This is the official repository for the NeurIPS 2023 paper: Curvature Filtrations for Graph Generative Model Evaluation.
We provide a new method for comparing graph distributions that does not rely on Maximal Mean Discrepancy (MMD), which has been shown to have some drawbacks. Our method combines discrete curvature on graphs and persistent homology to build expressive descriptors of sets of graphs that are robust, stable, expressive and support statistical tests. When using our measures in practice, we highly reccomend selecting a filtration based on Ollivier Ricci curvature.

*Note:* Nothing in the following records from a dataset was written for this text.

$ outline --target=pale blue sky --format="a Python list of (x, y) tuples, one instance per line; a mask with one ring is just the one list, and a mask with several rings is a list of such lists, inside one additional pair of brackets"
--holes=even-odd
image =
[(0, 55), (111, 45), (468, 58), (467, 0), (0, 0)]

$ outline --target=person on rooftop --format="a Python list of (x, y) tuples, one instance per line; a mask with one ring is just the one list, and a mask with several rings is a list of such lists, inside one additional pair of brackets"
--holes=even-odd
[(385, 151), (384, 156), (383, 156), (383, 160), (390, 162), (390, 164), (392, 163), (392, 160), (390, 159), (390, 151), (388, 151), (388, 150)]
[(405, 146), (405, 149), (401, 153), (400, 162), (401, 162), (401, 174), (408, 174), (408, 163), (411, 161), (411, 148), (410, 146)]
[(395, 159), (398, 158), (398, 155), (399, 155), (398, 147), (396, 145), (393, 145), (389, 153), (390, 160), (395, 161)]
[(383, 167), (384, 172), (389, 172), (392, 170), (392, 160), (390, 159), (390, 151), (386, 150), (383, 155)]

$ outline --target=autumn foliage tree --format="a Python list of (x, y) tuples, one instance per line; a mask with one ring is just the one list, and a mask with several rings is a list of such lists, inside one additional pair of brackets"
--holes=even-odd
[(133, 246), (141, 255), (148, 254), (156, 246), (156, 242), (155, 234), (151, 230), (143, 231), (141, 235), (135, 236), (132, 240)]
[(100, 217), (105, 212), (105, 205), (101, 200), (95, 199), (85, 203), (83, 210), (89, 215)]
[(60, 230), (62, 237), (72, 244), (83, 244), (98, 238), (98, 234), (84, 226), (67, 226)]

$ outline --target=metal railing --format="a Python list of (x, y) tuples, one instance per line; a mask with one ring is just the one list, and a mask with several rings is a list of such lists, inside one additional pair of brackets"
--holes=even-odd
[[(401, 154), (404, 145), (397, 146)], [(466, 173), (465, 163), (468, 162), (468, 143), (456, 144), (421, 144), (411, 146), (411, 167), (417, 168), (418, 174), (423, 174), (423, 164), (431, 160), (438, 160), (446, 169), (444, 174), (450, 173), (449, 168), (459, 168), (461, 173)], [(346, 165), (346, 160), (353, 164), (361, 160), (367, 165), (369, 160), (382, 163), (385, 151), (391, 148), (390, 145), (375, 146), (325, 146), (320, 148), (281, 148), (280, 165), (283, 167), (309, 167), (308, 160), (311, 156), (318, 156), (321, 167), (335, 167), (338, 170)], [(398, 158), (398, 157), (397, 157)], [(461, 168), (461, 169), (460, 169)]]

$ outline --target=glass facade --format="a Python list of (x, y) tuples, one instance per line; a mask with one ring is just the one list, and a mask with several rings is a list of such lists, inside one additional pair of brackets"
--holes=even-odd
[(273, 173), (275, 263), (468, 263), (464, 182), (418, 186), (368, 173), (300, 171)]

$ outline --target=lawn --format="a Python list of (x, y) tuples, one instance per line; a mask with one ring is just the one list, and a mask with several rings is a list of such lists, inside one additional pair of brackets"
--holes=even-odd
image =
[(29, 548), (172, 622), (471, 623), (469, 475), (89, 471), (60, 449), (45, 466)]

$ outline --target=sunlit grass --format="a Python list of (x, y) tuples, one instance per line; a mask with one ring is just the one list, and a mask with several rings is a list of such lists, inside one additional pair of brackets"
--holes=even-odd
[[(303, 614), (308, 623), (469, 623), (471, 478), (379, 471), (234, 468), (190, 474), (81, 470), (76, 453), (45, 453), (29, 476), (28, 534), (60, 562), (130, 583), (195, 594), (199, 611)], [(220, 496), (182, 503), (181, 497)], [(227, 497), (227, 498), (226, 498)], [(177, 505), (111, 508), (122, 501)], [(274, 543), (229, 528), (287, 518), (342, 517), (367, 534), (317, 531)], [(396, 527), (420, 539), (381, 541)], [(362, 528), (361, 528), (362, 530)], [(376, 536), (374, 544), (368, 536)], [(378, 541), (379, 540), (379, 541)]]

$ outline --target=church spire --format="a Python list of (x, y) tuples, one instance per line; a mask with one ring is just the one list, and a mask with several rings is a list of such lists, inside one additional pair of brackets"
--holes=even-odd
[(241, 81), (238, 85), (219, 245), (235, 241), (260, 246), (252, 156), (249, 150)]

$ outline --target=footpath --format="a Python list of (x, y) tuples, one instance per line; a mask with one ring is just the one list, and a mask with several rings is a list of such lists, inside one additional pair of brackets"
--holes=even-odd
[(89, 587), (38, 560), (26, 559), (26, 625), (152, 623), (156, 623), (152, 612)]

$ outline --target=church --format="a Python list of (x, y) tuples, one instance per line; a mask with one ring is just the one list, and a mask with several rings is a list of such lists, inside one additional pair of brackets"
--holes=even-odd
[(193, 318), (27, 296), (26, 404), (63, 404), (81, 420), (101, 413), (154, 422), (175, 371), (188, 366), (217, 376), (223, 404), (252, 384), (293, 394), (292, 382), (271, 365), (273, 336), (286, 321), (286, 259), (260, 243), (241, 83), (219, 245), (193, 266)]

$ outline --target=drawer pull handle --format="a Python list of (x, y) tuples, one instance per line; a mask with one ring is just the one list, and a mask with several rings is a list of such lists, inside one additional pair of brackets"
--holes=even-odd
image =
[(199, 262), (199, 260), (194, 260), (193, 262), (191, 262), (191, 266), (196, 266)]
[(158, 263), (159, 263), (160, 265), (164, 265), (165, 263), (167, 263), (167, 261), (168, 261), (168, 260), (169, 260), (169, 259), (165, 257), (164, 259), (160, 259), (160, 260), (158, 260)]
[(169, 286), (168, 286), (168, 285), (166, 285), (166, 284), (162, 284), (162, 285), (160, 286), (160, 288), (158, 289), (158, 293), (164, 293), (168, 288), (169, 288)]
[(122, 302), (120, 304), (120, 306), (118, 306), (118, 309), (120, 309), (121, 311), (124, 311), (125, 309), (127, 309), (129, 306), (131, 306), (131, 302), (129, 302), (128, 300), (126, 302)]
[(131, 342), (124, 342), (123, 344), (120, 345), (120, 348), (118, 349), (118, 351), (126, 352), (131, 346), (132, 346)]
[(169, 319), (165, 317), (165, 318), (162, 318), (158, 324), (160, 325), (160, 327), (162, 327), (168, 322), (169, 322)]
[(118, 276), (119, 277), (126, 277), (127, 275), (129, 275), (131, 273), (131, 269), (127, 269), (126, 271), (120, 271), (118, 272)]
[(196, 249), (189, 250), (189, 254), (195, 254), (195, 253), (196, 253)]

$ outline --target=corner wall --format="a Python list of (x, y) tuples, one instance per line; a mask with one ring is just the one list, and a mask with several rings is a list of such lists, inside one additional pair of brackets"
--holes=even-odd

Please consider citing our work!
@misc{southern2023curvature,
title={Curvature Filtrations for Graph Generative Model Evaluation},
author={Joshua Southern and Jeremy Wayland and Michael Bronstein and Bastian Rieck},
year={2023},
eprint={2301.12906},
archivePrefix={arXiv},
primaryClass={cs.LG}
}
Dependencies are managed using poetry.
To setup the environment,
please run poetry install
from the main directory (assuming the user
already has installed poetry
).
The example.py
shows an example of how we generate a distance between two distributions of graphs. We assume that each distribution of graphs is stored as a list of networkx
graphs. To use our code for comparing your own distributions of graphs, it is as easy as substituting the two lists with your own lists of graphs.
The sr.py
file recreates the strongly regular graph experiments shown in the paper.